Blairingone is located in the parish of Fossoway and is part of the former county of Kinross-shire.

It is the last village in the county of Perth and Kinross. Blairingone in Gaelic may be blàr an gobha or blàr an con, field or muir of the smith or dogs.

Materials such as limestone, alum, iron-ore, whinstone and sulphur, as well as coal were mined here. The Fossoway area and over into Fife contained the most ancient coal mining operations in Scotland. During the 1700s a waggonway complex included a track from Blairingone for carrying coal which also connected the North Fife coal fields and the limeburners at Limekilns on the Forth of Forth.

The monks from Culross Abbey obtained their coal from this area and visiting nuns were accommodated at the still occupied "Ladieshall" on the Vicars Bridge road out of the village. Livestock drovers from the north and south passed through Blairingone on their way to the upper Forth ferry and were often known to take refreshment at one of the three inns in the village, only one of which is left and was called the 'Devonvale Inn', in recent years renamed The Mart Inn.

==Blairingone Church==
- 1836 Erected
- 1838 opened as a Chapel of Ease for the parish of Fossoway.
- "Call to the minister" Rev William G Mitchell was the first minister to take charge
- 1860 granted autonomy
- 1939 - 1958 Bartholomew "Bert" McLaughlin minister
- 1958 Linked to Saline
- 1993 Saline & Blairingone parish formed
- 2004 deconsecrated
- 2006 renovations started with interest from Channel 5 (Linda Jackson & Paula Ketterer)
- c.2008 The Church of Scotland officially made the building redundant
- 2012 residential conversion was completed by Profile Projects
- 2020 War memorial moved from front of church to back wall of graveyard

The Church has two impressive stained glass windows on the East and West faces by James Ballantyne 1806-77 who founded Ballantine of Edinburgh in 1838 and whose works is featured in the kirks of Greyfriars, St Giles, Dunfermline Abbey, Wallace monument, Scott Monument and, having won a public competition in 1843 to design the windows for the House of Lords in London.
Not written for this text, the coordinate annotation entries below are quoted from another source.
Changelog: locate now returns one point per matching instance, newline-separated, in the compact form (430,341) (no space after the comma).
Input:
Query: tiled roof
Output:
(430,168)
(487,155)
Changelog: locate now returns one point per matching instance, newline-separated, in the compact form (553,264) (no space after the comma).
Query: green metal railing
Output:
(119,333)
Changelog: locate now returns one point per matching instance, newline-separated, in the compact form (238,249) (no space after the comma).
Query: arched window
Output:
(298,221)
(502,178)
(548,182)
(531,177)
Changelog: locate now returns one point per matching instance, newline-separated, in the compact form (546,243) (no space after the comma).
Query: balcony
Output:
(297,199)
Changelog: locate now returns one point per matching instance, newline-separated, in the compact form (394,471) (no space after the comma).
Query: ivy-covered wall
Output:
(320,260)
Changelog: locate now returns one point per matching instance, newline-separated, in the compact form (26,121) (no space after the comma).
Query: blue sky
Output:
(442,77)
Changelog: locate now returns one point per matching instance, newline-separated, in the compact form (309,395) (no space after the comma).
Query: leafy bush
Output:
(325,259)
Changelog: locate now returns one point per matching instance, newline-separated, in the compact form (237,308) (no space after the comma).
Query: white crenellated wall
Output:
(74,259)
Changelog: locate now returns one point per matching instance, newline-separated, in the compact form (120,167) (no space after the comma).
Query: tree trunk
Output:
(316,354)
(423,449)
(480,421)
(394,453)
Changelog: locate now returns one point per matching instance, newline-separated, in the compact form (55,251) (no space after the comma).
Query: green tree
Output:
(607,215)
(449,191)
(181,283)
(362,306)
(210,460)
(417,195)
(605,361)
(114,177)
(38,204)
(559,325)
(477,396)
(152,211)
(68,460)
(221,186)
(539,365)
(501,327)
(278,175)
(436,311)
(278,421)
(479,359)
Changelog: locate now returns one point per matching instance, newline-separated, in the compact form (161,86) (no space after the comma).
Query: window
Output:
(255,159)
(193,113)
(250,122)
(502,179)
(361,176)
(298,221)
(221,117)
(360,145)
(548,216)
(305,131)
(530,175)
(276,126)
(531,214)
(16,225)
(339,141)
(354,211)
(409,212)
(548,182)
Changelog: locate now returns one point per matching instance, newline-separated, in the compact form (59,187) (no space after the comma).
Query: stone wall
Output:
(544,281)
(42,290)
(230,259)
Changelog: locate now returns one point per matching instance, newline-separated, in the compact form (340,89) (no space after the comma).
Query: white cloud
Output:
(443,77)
It was graded C listed building (LB11467) on 9/6/81 with the following description: "Dated 1836 above S. gable window. T-plan. Random rubble, Slated roof. Round headed windows. Interior refurnished"

On the South face there is an Ordnance Survey Bench Mark (OSBM) serial number 8944.
They were established by the Ordnance Survey in the UK to record heights above the Ordnance Datum (mean sea level). Over 1/2 million marks were installed between 1831 and 1993 but only some half of these remain today. They were no longer used in the 1980s when GPS took over. Marks were in the form of simple cut marks, flush brackets (of which this is one; some 3000 were installed).